Perhaps but if so that lying is shared with its regulators.
Not a week goes by without at least one major financial media referring to Basel ratios that indicate banks are well capitalized. A responsible regulator should be out there answering such affirmations by reminding everyone that these ratios are; first not at all comparable with historic capital ratios based on non-weighted assets; and that they mean nothing if the risk weights are wrong. But the regulators don’t! They just play along.
And to state that those rated AAA, those who regulators assign a risk weight of 20%, are more dangerous to the bank system than those rated below BB-, those who regulators assigns a 150% risk weight to, is a mindboggling blatant lie, or a stupidity out of this world… have a pick!

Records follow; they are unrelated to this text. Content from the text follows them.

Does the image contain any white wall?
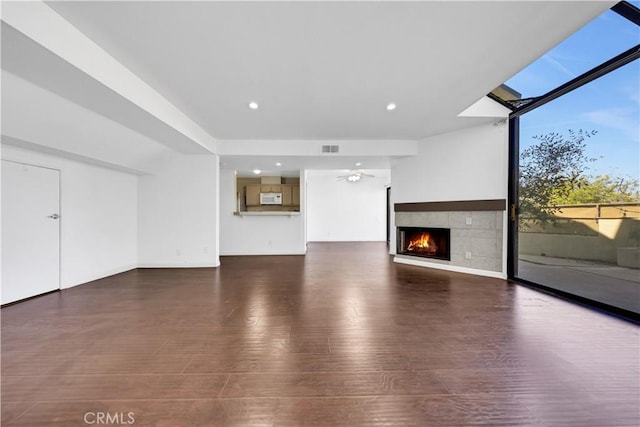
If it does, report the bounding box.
[390,123,509,266]
[2,144,138,288]
[391,124,508,203]
[138,154,220,267]
[307,169,390,242]
[220,169,306,255]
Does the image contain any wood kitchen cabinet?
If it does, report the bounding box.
[244,185,261,206]
[260,184,282,193]
[282,185,293,206]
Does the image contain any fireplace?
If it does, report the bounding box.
[396,227,451,261]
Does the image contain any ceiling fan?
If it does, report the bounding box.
[338,169,375,182]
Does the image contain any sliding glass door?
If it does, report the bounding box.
[507,1,640,314]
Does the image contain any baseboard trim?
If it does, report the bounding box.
[393,256,507,280]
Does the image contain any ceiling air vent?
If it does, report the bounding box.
[322,145,340,153]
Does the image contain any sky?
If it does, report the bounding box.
[505,2,640,179]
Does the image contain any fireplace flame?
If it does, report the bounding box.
[407,233,438,254]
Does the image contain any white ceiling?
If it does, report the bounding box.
[2,1,612,173]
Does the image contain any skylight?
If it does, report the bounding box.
[505,1,640,98]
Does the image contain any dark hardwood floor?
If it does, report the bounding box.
[1,243,640,427]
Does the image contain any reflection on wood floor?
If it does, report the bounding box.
[2,243,640,426]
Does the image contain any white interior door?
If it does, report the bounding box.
[0,160,60,304]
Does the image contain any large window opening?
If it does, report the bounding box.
[507,2,640,315]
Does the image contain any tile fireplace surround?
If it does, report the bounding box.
[394,199,506,277]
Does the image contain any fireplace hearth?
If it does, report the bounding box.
[396,227,451,261]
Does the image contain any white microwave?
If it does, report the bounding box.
[260,193,282,205]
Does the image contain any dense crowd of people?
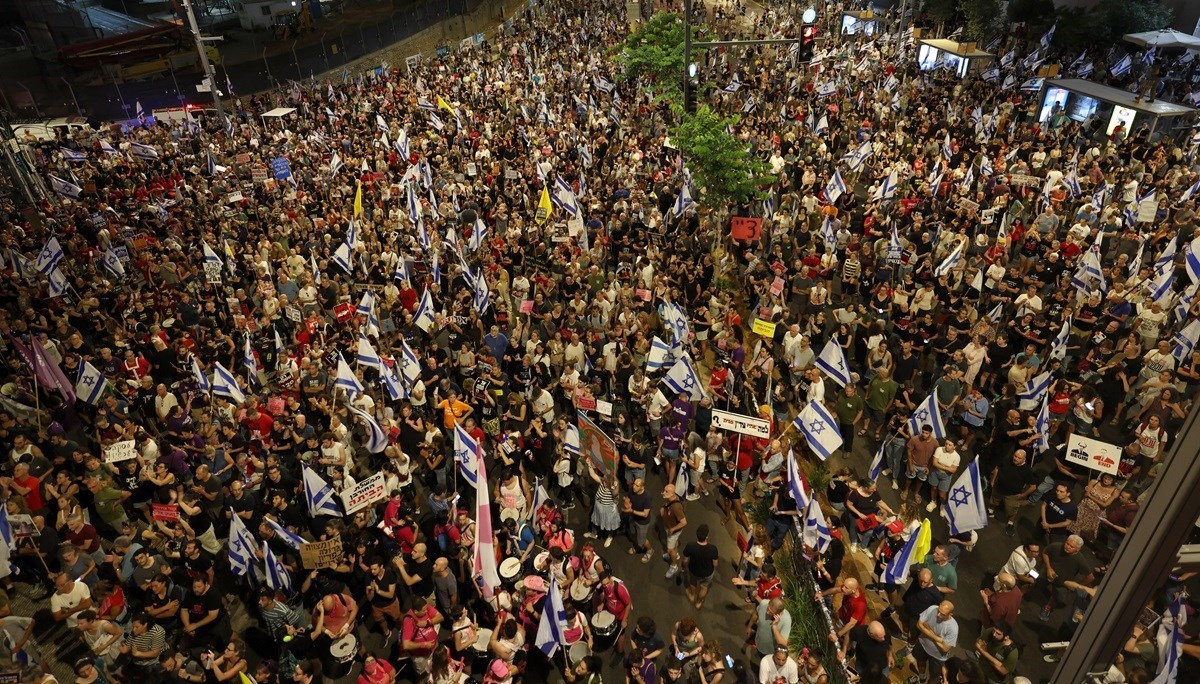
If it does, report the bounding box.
[0,2,1200,684]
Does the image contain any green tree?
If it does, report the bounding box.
[1092,0,1175,42]
[671,104,775,206]
[959,0,1003,41]
[614,12,700,100]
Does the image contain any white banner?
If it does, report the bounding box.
[1066,434,1121,475]
[342,473,388,515]
[713,408,770,439]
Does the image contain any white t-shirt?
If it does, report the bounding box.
[50,581,91,629]
[758,655,800,684]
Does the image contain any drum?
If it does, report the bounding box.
[467,628,492,676]
[570,580,595,614]
[500,558,521,584]
[566,641,588,665]
[325,634,359,679]
[592,611,620,652]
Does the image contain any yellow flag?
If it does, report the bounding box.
[534,186,554,226]
[912,518,934,564]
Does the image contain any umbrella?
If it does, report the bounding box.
[1122,29,1200,49]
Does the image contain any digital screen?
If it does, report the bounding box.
[1106,104,1138,136]
[1038,85,1100,124]
[841,14,875,36]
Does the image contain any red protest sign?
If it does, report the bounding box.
[730,216,762,240]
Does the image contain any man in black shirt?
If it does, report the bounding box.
[850,620,895,682]
[683,524,720,610]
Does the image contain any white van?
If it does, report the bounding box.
[12,116,91,143]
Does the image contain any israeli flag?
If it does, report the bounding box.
[229,509,258,577]
[880,518,922,584]
[241,332,259,385]
[354,332,383,372]
[800,497,833,553]
[263,516,306,551]
[934,242,962,276]
[787,449,816,510]
[76,361,108,406]
[34,235,62,274]
[1150,262,1175,304]
[908,392,946,439]
[130,143,158,160]
[301,464,342,517]
[346,406,388,454]
[646,335,671,373]
[946,456,988,535]
[1016,371,1050,410]
[413,288,433,332]
[871,169,900,202]
[534,582,570,659]
[1050,316,1072,361]
[454,422,480,487]
[816,335,851,388]
[334,353,366,398]
[662,352,704,401]
[826,170,846,204]
[263,541,292,596]
[209,361,246,406]
[50,175,83,199]
[793,401,844,461]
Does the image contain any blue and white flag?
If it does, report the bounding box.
[413,288,433,332]
[662,352,704,401]
[934,242,962,276]
[1050,316,1072,361]
[34,235,62,275]
[946,456,988,535]
[646,335,672,373]
[1016,371,1051,410]
[301,464,342,517]
[824,170,846,204]
[816,335,851,388]
[880,520,923,584]
[800,497,833,553]
[241,332,259,385]
[1183,236,1200,283]
[1150,262,1175,304]
[130,143,158,160]
[785,449,815,511]
[76,361,108,406]
[454,422,486,487]
[908,392,946,439]
[263,516,306,551]
[229,509,258,577]
[263,541,292,596]
[793,401,844,461]
[334,353,366,398]
[354,332,383,372]
[210,361,246,404]
[1109,55,1133,77]
[534,573,570,659]
[346,404,388,454]
[871,169,900,202]
[192,354,212,394]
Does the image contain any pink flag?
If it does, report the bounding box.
[10,337,76,404]
[475,458,500,599]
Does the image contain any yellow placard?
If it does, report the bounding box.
[751,318,775,337]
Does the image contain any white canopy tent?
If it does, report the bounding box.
[1122,29,1200,49]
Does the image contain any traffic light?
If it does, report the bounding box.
[797,24,817,62]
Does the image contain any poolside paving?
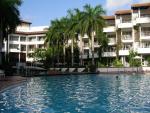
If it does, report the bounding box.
[0,76,27,91]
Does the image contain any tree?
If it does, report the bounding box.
[127,50,141,67]
[80,4,105,65]
[0,0,22,64]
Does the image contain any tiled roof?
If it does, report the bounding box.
[115,10,131,15]
[131,2,150,8]
[21,20,31,24]
[15,31,47,35]
[103,16,115,20]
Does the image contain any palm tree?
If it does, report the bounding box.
[0,0,22,64]
[67,9,82,66]
[80,4,105,65]
[45,18,68,64]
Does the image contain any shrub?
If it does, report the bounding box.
[113,59,123,67]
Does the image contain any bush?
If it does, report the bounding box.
[98,62,106,67]
[88,62,96,72]
[113,59,123,67]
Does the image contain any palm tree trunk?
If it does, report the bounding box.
[71,38,74,66]
[80,36,83,66]
[63,45,66,66]
[0,19,3,65]
[91,32,95,65]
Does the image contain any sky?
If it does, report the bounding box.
[19,0,150,26]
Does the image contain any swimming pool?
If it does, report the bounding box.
[0,75,150,113]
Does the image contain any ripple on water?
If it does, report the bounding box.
[0,75,150,113]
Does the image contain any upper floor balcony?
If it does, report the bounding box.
[136,14,150,24]
[118,21,133,28]
[122,35,133,43]
[102,51,116,57]
[94,42,100,47]
[80,53,98,59]
[119,50,129,56]
[103,26,116,33]
[108,37,117,45]
[141,31,150,40]
[137,47,150,54]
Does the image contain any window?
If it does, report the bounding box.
[20,36,26,42]
[122,44,132,50]
[122,31,132,40]
[28,37,36,41]
[21,45,26,51]
[122,15,131,23]
[39,44,44,48]
[9,44,19,50]
[9,35,19,41]
[84,50,89,55]
[141,27,150,36]
[106,20,115,26]
[38,36,44,41]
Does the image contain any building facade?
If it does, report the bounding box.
[79,3,150,66]
[3,3,150,66]
[2,21,48,63]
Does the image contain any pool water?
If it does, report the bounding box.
[0,75,150,113]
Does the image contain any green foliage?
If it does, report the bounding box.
[146,56,150,66]
[45,4,108,66]
[98,62,106,67]
[127,50,141,67]
[113,59,123,67]
[31,48,46,61]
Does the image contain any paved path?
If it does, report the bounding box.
[0,76,27,91]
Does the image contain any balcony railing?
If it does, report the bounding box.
[141,31,150,36]
[109,38,116,43]
[122,20,131,23]
[83,43,89,47]
[122,35,132,40]
[140,14,150,18]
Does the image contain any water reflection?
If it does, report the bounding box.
[0,75,150,113]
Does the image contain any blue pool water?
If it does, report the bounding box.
[0,75,150,113]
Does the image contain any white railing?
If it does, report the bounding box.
[141,31,150,36]
[83,43,89,47]
[122,35,132,40]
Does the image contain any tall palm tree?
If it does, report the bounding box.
[0,0,22,64]
[67,9,82,66]
[45,18,68,64]
[80,4,105,65]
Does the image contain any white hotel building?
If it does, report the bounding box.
[80,3,150,66]
[2,21,48,63]
[3,3,150,66]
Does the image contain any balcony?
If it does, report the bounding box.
[118,22,133,28]
[122,35,133,43]
[137,47,150,54]
[82,34,89,39]
[103,26,116,33]
[102,51,116,57]
[83,43,89,49]
[80,53,98,59]
[94,42,99,47]
[108,38,116,45]
[119,50,129,56]
[141,31,150,40]
[136,15,150,24]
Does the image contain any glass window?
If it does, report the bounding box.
[9,35,19,41]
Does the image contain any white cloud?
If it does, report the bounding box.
[106,0,132,9]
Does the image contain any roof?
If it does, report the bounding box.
[15,31,47,35]
[115,10,131,15]
[20,20,32,24]
[131,2,150,8]
[103,16,115,20]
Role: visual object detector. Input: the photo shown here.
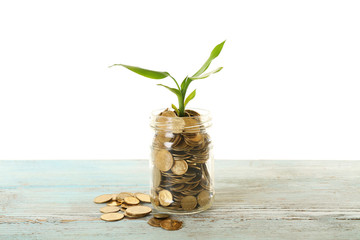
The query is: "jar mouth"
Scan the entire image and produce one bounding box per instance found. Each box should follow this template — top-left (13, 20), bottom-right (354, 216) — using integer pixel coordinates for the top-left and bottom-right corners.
top-left (150, 108), bottom-right (212, 130)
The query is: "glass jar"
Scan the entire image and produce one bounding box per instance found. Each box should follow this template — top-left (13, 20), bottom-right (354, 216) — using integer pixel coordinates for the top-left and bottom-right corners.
top-left (150, 109), bottom-right (215, 214)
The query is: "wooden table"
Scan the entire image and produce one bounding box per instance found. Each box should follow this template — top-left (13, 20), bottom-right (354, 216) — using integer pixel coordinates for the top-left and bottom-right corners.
top-left (0, 160), bottom-right (360, 240)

Jenkins concludes among other with “More important still is that bank bosses themselves prioritise long-termist decency over short-termist profit-chasing”
Few things are more short-termist, or less long termist, than allowing banks to leverage more their equity, which means earning higher risk adjusted returns, with what is “safe”, usually the past and present, than with what is “risky”, usually the future.
Just think of it, a 35% risk weight on residential mortgages, and one of 100% for SMEs. That would seem to doom our young to have to live without jobs, forever in their parents’ basements… or, if there is a reverse mortgage on it, until the house is repossessed by the bank.
And Sir, if not directly lying, is not keeping mum on it at least sort of withholding the truth?